1.公表された令和2年税制改正大綱の要旨

改正内容は以下の通りです。わかりやすくするため詳細は省略しています。

①『賃貸住宅用建物の取得時の消費税を計算に含めず、これによる還付を認めない。対象となる建物は高額特定資産(取得金額1千万円以上の資産)に該当するもので賃貸住宅に使用しなことがあきからな建物の取得を除く。賃貸住宅用かそれ以外の用途は、契約書でなく現況で判断する。』です。

②適用関係は、『令和2年10月1日以降取得する建物で令和2年3月末までに契約した建物を除く。』です。

③なお、消費税の計算に含めない場合、調整計算の期間内に売却した場合、賃貸住宅以外の用途に転向した場合、調整計算に加算する。

④意見書で事前に公表されていた金取引を利用した消費税還付の規制はありませんでした。改正内容は事前に公表されていた意見書とは全く違います。

 

2.令和2年9月末までに賃貸住宅建物を取得する方、令和2年3月末までに賃貸住宅建物の取得契約を行う方

消費税の還付を受ける最後のチャンスです。確実に還付が受けられるように当事務所にご相談ください。

3.すでに消費税の還付を受けている方

今まで通りの手法で3年後の調整計算を回避できます。3年後の調整計算を回避する手当をしていない方は当事務所までご相談ください。

4.今回の改正の問題点

(1)賃貸住宅建物の取得は控除対象外になったが、賃貸住宅建物の売却は課税取引のままであり消費税が課税される

売却については消費税が課税されるが取得については消費税の控除が受けられないこと(3年後の調整計算までの売却・転用を除く)。賃貸住宅の取得を課税取引のまま、仕入れに関する消費税だけは控除させないとした新手法は、もう、合理的根拠では説明できない。

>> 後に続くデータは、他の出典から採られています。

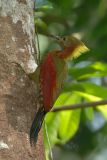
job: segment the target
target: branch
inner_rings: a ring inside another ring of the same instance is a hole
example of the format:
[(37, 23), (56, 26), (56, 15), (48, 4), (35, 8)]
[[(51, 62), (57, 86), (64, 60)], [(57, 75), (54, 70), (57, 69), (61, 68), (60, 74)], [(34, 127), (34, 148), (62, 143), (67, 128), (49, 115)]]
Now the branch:
[(95, 102), (86, 102), (86, 103), (79, 103), (79, 104), (73, 104), (69, 106), (59, 106), (58, 108), (54, 108), (52, 112), (59, 112), (59, 111), (67, 111), (67, 110), (74, 110), (78, 108), (87, 108), (87, 107), (96, 107), (98, 105), (107, 105), (107, 99), (101, 100), (101, 101), (95, 101)]

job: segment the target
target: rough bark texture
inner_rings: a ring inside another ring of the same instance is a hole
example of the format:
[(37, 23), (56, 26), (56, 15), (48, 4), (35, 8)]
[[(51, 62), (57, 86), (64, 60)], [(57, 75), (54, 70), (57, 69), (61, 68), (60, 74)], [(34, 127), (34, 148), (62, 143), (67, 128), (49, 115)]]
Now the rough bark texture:
[(29, 143), (36, 86), (26, 72), (35, 68), (33, 1), (0, 0), (0, 160), (44, 160), (42, 136)]

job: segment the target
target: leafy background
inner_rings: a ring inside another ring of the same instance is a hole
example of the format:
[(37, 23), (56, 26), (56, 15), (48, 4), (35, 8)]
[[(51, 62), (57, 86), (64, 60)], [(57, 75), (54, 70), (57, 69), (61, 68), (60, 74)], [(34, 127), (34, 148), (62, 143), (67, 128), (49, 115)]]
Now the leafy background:
[[(47, 33), (75, 33), (90, 48), (70, 62), (67, 82), (54, 107), (106, 99), (107, 1), (36, 0), (35, 25), (41, 55), (58, 48)], [(45, 122), (55, 160), (106, 160), (107, 106), (48, 113)], [(46, 128), (44, 137), (48, 159)]]

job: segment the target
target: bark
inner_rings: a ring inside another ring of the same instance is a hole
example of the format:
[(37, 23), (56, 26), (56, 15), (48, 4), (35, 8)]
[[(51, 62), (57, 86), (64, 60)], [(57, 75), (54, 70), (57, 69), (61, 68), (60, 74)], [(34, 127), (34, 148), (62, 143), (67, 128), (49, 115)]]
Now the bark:
[(42, 135), (37, 147), (29, 130), (37, 110), (36, 86), (16, 64), (35, 67), (33, 0), (0, 0), (0, 160), (44, 160)]

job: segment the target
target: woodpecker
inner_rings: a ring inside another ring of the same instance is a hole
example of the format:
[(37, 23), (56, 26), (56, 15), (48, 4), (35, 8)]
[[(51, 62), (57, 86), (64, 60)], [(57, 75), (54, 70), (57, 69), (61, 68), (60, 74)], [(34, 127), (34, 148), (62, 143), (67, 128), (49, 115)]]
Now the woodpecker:
[(63, 88), (67, 77), (67, 63), (89, 49), (76, 37), (69, 35), (55, 37), (61, 49), (48, 52), (35, 72), (29, 77), (38, 85), (39, 109), (30, 129), (30, 142), (36, 143), (44, 117), (48, 113)]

平成3年の改正と同じように賃貸住宅用建物の取得を非課税取引にすれば、売却も取得も非課税になって賃貸住宅事業者に消費税の負担がなくなりますが、賃貸住宅の建設事業者、賃貸住宅の販売事業者に消費税を負担させることになるので非課税取引にする事を避けたのでしょう。課税当局の『賃貸住宅事業者に消費税を負担させる。絶対!』とういうような課税当局の怨念のようなものを感じます。

(2)賃貸住宅賃貸事業者だけが、消費税を負担について、更に、不公正な取り扱いをうけることになったこと

『消費税は消費者が負担する』という創設時の理念は忘れ去られました。平成3年から非課税取引を主とする数業種の事業者が消費税を負担することになりました。これを事業者の『損税』といいます。逆に国庫には同額の『益税』が発生しています。令和5年度には免税事業者の『益税』を排除する税制改正が行われるのに、国庫の『益税』はなんら排除する手立てをしません。同じく非課税取引に指定されている保険適用の医薬品の販売には、薬価基準の算定根拠に消費税の金額を含めており、保険給付として国庫より実質的な還付を受けています。製薬会社の政治連盟が『製薬業界には損益はありません。』と公表資料を作成してしまう始末です。政治力ある業界は優遇されるのですね。